In a scene that was similar to the 1972 USSR - US Olympic game in Munich, the other team was given three attempts to make the winning shot. Each time they failed, the future player agent concocted some lame excuse as to why they had to reset the play. Charges of "fix" from impartial spectators did nothing to disuade this individual from continuing the charade and letting his fellow brothers from having another attempt at preserving their undefeated season.

Ultimately, we triumphed, celebrated, invited the women's volleyball team to our house to help us celebrate (they said they'd come, but they never did), and enjoyed for many of us, the greatest moment of our athletic careers (my varsity football team won 4 games in the 4 years I played).

There, take that you devious player agent. We managed to triumph over you and your nefarious plans and still speak badly of your 25 years later. I hope you feel our karma when you're out on your yacht.

Thank you for this forum Neil. I now have to interest 8th graders in The Last of the Mohicans. Have a great Monday.

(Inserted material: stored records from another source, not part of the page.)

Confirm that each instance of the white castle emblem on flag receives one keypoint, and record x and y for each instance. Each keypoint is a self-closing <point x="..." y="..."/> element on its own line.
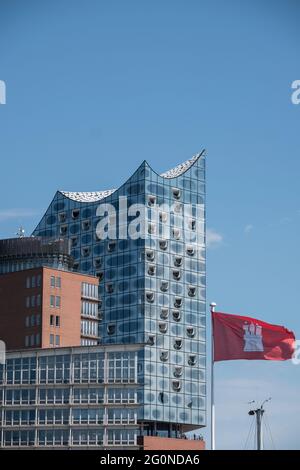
<point x="253" y="337"/>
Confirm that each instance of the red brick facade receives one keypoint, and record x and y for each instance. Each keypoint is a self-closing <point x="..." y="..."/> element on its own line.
<point x="26" y="315"/>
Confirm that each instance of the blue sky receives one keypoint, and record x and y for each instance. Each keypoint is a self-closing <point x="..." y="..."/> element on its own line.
<point x="95" y="87"/>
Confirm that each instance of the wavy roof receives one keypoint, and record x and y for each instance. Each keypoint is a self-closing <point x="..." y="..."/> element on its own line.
<point x="98" y="195"/>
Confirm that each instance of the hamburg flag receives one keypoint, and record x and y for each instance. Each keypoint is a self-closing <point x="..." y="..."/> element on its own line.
<point x="237" y="337"/>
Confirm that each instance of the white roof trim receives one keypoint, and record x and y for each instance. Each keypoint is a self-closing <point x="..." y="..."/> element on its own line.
<point x="98" y="195"/>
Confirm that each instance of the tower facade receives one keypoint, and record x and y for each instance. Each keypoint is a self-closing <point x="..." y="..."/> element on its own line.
<point x="146" y="243"/>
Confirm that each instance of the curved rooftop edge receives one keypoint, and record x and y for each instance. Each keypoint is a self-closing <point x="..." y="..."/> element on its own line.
<point x="94" y="196"/>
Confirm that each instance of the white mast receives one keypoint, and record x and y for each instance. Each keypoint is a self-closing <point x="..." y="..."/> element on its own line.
<point x="212" y="391"/>
<point x="259" y="412"/>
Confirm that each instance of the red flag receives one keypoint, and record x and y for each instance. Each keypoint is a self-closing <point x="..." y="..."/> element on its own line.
<point x="237" y="337"/>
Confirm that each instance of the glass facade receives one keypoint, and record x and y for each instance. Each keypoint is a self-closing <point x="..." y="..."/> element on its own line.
<point x="152" y="286"/>
<point x="70" y="397"/>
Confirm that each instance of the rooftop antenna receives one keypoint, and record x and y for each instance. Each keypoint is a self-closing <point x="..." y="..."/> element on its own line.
<point x="21" y="232"/>
<point x="259" y="416"/>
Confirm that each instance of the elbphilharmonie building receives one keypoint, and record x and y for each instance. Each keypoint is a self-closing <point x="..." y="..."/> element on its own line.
<point x="145" y="242"/>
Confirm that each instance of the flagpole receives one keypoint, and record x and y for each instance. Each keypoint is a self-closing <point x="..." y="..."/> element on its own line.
<point x="212" y="386"/>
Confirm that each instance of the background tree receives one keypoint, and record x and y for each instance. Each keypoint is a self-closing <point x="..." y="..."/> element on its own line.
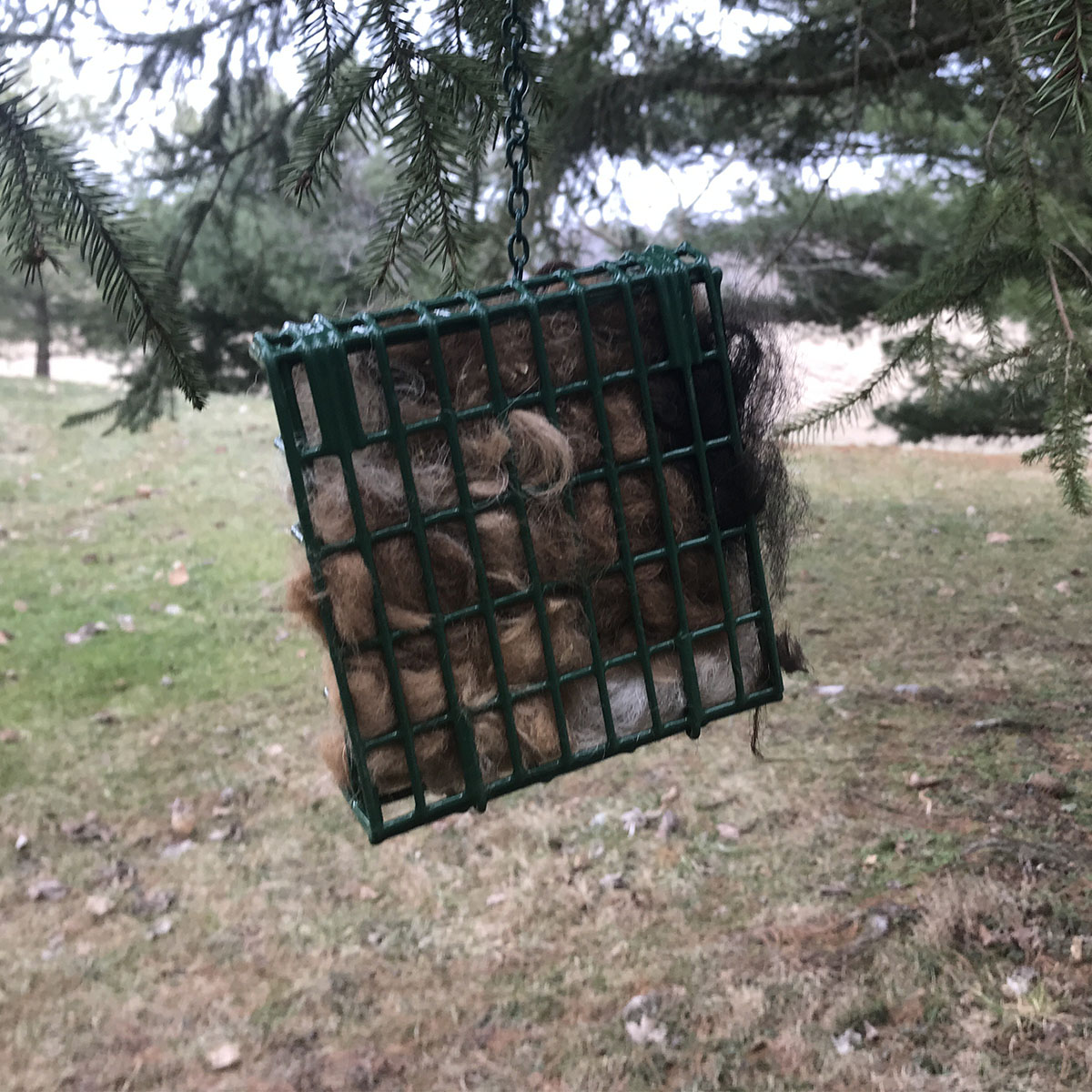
<point x="980" y="107"/>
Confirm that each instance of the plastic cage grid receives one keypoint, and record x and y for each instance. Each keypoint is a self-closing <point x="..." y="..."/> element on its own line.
<point x="323" y="348"/>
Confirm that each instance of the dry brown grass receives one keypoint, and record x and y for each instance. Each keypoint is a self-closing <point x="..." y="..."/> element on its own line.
<point x="487" y="953"/>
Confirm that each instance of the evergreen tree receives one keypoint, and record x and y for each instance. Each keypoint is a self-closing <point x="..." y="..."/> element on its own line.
<point x="988" y="99"/>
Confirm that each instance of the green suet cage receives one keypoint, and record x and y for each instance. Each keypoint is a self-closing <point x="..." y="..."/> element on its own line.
<point x="512" y="503"/>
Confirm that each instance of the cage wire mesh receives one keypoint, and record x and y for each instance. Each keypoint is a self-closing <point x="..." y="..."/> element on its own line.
<point x="529" y="545"/>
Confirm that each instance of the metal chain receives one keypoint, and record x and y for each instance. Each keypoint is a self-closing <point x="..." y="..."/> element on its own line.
<point x="517" y="131"/>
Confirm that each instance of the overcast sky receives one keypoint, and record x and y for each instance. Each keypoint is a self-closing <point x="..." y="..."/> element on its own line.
<point x="643" y="196"/>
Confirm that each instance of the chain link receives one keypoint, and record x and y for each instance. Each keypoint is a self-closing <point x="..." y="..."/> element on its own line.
<point x="517" y="131"/>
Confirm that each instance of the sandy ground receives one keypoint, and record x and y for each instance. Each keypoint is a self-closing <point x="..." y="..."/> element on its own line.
<point x="827" y="366"/>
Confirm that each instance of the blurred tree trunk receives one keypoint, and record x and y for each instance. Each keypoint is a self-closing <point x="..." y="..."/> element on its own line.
<point x="43" y="331"/>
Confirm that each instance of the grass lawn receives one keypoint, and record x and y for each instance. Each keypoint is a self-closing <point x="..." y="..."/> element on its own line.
<point x="883" y="902"/>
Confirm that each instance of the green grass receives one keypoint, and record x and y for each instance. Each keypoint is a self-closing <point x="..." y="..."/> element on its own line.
<point x="485" y="953"/>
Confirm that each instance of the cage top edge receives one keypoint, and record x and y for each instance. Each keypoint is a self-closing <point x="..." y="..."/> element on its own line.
<point x="294" y="337"/>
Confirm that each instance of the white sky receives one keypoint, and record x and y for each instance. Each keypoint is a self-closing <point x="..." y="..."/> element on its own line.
<point x="644" y="196"/>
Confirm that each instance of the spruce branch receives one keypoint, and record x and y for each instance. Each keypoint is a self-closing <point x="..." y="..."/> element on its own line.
<point x="48" y="197"/>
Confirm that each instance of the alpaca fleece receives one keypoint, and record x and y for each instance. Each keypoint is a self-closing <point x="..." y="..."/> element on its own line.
<point x="571" y="543"/>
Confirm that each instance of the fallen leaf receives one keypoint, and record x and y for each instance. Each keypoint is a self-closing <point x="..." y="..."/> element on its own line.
<point x="225" y="1057"/>
<point x="87" y="829"/>
<point x="174" y="851"/>
<point x="159" y="928"/>
<point x="151" y="904"/>
<point x="46" y="890"/>
<point x="923" y="781"/>
<point x="669" y="824"/>
<point x="183" y="818"/>
<point x="847" y="1042"/>
<point x="1021" y="980"/>
<point x="86" y="632"/>
<point x="98" y="905"/>
<point x="233" y="833"/>
<point x="645" y="1031"/>
<point x="1048" y="784"/>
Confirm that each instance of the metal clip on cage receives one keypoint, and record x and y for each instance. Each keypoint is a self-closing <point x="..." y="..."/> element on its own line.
<point x="666" y="617"/>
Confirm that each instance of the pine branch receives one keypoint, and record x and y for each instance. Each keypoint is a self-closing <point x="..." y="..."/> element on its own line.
<point x="322" y="45"/>
<point x="69" y="206"/>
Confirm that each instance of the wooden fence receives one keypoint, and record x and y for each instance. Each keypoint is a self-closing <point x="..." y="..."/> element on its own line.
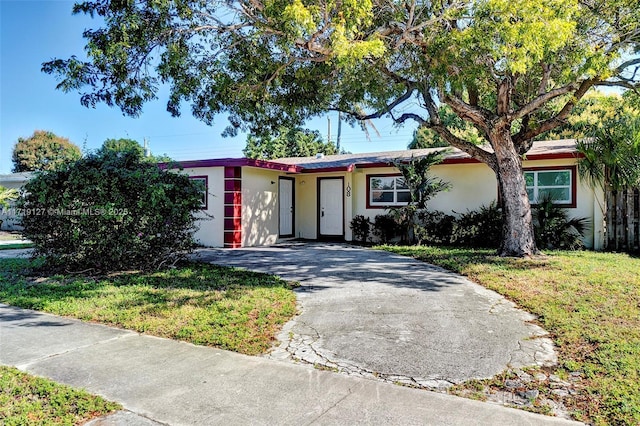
<point x="623" y="220"/>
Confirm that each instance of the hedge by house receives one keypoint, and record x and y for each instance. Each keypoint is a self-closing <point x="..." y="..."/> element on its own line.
<point x="110" y="211"/>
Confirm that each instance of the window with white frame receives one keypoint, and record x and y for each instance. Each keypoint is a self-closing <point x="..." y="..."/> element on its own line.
<point x="387" y="190"/>
<point x="203" y="183"/>
<point x="557" y="183"/>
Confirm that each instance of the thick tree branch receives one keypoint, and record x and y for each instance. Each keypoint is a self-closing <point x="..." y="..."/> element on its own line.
<point x="473" y="150"/>
<point x="558" y="119"/>
<point x="386" y="110"/>
<point x="542" y="99"/>
<point x="476" y="115"/>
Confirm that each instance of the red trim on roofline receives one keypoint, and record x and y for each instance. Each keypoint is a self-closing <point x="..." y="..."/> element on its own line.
<point x="348" y="168"/>
<point x="234" y="162"/>
<point x="292" y="168"/>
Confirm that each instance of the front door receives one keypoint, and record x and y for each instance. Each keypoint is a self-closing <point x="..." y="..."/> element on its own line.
<point x="285" y="201"/>
<point x="330" y="208"/>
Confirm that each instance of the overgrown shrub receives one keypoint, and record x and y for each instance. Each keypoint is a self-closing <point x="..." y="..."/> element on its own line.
<point x="404" y="217"/>
<point x="478" y="228"/>
<point x="385" y="228"/>
<point x="110" y="212"/>
<point x="433" y="227"/>
<point x="554" y="229"/>
<point x="361" y="227"/>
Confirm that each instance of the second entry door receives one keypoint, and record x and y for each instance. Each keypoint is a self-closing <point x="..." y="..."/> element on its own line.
<point x="330" y="207"/>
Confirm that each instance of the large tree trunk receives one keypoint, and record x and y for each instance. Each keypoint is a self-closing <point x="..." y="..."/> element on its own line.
<point x="518" y="239"/>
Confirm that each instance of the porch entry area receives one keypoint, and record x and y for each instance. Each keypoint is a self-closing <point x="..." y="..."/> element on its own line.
<point x="330" y="208"/>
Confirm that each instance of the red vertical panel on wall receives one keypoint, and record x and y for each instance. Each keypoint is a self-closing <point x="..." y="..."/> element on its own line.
<point x="232" y="207"/>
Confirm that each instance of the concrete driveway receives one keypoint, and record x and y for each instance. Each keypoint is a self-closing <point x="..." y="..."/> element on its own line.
<point x="379" y="315"/>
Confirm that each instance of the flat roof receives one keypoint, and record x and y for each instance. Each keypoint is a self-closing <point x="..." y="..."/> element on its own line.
<point x="541" y="150"/>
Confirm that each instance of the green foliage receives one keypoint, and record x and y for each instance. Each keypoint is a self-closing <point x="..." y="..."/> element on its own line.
<point x="587" y="300"/>
<point x="27" y="400"/>
<point x="498" y="65"/>
<point x="425" y="137"/>
<point x="287" y="142"/>
<point x="122" y="145"/>
<point x="7" y="195"/>
<point x="478" y="228"/>
<point x="361" y="227"/>
<point x="385" y="228"/>
<point x="434" y="227"/>
<point x="422" y="187"/>
<point x="611" y="157"/>
<point x="43" y="151"/>
<point x="110" y="212"/>
<point x="126" y="145"/>
<point x="199" y="303"/>
<point x="595" y="110"/>
<point x="421" y="184"/>
<point x="554" y="229"/>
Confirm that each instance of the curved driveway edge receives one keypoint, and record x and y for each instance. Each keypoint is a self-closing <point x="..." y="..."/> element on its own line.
<point x="376" y="314"/>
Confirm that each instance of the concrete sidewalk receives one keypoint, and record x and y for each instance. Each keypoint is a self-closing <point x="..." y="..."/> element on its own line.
<point x="161" y="381"/>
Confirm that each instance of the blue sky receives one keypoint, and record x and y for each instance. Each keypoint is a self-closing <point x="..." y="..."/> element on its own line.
<point x="33" y="32"/>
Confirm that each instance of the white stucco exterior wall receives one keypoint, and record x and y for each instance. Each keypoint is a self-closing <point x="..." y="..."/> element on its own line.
<point x="474" y="185"/>
<point x="259" y="207"/>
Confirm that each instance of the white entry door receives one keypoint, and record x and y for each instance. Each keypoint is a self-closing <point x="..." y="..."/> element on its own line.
<point x="285" y="201"/>
<point x="331" y="208"/>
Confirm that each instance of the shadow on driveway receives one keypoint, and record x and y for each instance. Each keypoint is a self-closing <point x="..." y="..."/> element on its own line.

I was listening to the game on 1050 AM, and they cut into the ESPN game feed around 10:30 PM to break the A-Rod story (complete with "News Flash" sound clip). Someone manning the studio brought Jon Heyman on the air from Coors Field to make the announcement that A-Rod was opting out of his contract. I guess it took another 30 minutes for the story to make it to FOX. Great job by 1050 for breaking the story locally.

Mediadog:
You're right, of course. But complaining about Bill Webb's endless fan closeups during the W.S. is such an old story I forgot to complain about it this year. Maybe I will in my Tuesday column.

The close-ups of players don't bother me. I enjoyed seeing the look in, for example, Ryan Spilborghs' eyes as he geared up to face Jonathan Papelbon last night.

The close-ups and/or split-screens of coaches and managers during the in-game interview are another matter. I posted about this below, but I'll restate it here: why show us the coach wearing a headset when there is live action happening? A graphic that reads, "Voice of: [Name]" is sufficient. Get on this, Neil!

Jon Heyman is the best in the business.

Mediadog, you are right with the closeups. It makes the telecast unwatchable. At one point in the Cleveland/Boston series in one of the close games in Boston, they had a closeup of every position player the Sox had in the field and barely got the live pitch in. On a side note, Muschnick does not praise that guy at all. He rips him as much as anyone. He recently commented that if you were at a baseball game, are you watching the game or the people in the stands? That's the point of view anyone who covers a baseball game should have.